In one scenario, the data team was ingesting transactional data from payment processor partners. This data is critical in that it helps the company determine and report on key KPIs. The source systems can be legacy databases and don’t always deliver data on a regular schedule. At times the data was incomplete or contained values outside the expected data contract. All of this fed data into reports that executives used every morning. By proactively catching data incidents like these, Metaplane helped Ben’s team get in front of any issues that would impact downstream stakeholders, helping the data team retain trust in the data. After receiving data incident alerts, Ben and his team could pull back scheduled reports until they were able to verify that the data was fixed after an issue.
❝We were always behind the 8 ball in terms of communicating with the executive team when there was an issue. We were starting to lose trust and they weren’t going to use the reports. If they can’t move forward on using this data, that’s bad not only for our team but also our business. Metaplane helped us get in front of those issues.
Data quality issues don’t just impact executive reporting. SpotOn is core to their customers’ businesses because they process all of their transactions. When SpotOn experiences data quality issues, it affects their customers and potentially impacts how they earn money and serve their own customers. Being the first to know about data quality issues allows the data team to quickly triage and fix issues, preventing them from ever impacting downstream customers.
Ben’s team went from chasing down data bugs and data anomalies to proactively finding out about them and spending more time actually fixing the issues. Time-to-identify data quality issues went from hours or days to seconds.

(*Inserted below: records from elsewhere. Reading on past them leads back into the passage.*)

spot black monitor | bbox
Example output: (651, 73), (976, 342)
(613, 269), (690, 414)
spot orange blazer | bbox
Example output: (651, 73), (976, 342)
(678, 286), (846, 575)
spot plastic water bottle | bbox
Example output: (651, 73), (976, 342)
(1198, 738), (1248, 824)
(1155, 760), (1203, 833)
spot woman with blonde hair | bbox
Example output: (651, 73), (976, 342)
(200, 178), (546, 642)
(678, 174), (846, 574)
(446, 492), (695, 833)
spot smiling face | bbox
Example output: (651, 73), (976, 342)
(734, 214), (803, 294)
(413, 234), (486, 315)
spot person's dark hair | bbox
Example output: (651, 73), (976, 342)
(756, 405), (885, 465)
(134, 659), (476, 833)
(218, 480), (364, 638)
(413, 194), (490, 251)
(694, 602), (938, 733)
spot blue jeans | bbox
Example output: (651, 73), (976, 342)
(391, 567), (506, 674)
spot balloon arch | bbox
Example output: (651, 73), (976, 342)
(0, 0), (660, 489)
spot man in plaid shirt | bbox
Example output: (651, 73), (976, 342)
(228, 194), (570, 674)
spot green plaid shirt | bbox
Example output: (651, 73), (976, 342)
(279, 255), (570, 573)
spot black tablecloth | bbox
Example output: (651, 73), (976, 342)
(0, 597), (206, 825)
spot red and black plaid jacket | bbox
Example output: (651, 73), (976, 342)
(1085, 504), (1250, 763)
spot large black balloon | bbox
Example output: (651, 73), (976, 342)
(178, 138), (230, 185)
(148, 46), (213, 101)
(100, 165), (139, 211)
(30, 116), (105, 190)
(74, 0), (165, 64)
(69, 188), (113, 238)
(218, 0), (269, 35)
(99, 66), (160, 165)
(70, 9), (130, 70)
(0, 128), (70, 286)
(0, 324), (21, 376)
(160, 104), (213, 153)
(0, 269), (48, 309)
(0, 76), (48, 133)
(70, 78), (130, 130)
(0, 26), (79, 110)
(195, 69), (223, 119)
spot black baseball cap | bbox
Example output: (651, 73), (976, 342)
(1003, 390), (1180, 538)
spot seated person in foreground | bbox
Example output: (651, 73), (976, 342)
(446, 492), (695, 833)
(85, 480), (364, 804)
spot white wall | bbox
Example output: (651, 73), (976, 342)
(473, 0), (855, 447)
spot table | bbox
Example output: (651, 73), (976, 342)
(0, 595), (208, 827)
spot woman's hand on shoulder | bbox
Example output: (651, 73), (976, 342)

❝Metaplane is key to preserving trust in our data. You’ve spent so much time to move to this great modern stack, but if the end result is you lost people’s trust and they won’t use it, that work is for nothing.
Results
- After migrating from Postgres to Snowflake, Ben and his team don’t need to plan database changes like tuning and migration nor do they have to build complex ETL pipelines for product analytics and clickstream data, saving the team at least 10 hours every week.
- With dbt cloud, the SpotOn data team increased engineering contribution by 8.5x and building models went from taking days or weeks to hours.
- After SpotOn adopted Metaplane, the time to identify data quality problems went from taking hours to seconds. The organization went from losing trust in the data, to asking for more data to power more advanced analytical use cases.
- With Snowflake, dbt cloud, and Metaplane, SpotOn was able to quickly integrate with Appetize’s data stack after acquisition. Zero second latency data sharing between databases, a shared skillset of dbt, documentation, and ensuring data quality using Metaplane helped the teams work together.
What’s next for SpotOn
Over the next year, Ben and his team have plans to continue to invest in Snowflake, dbt, and Metaplane.
In order to create more consistency, the data team plans on migrating some legacy pipelines that ingest and cleanse important analytical and operational data. In addition to this migration, Ben and his team will be looking into ways to continue to use dbt to power modeling, but decrease latency so the data can be provided closer to real time.
In an effort to reduce the number of data quality issues introduced by code changes, the SpotOn data team is adopting Metaplane’s CI/CD tooling to automate impact analysis and data test previews.
Lastly, the company’s organic growth and the Appetize acquisition means a large number of new team members need to be incorporated to the larger data culture. Ben is focused on leveraging the dbt metrics layer to help bridge this gap and make analytical data more accessible and consistent across the company.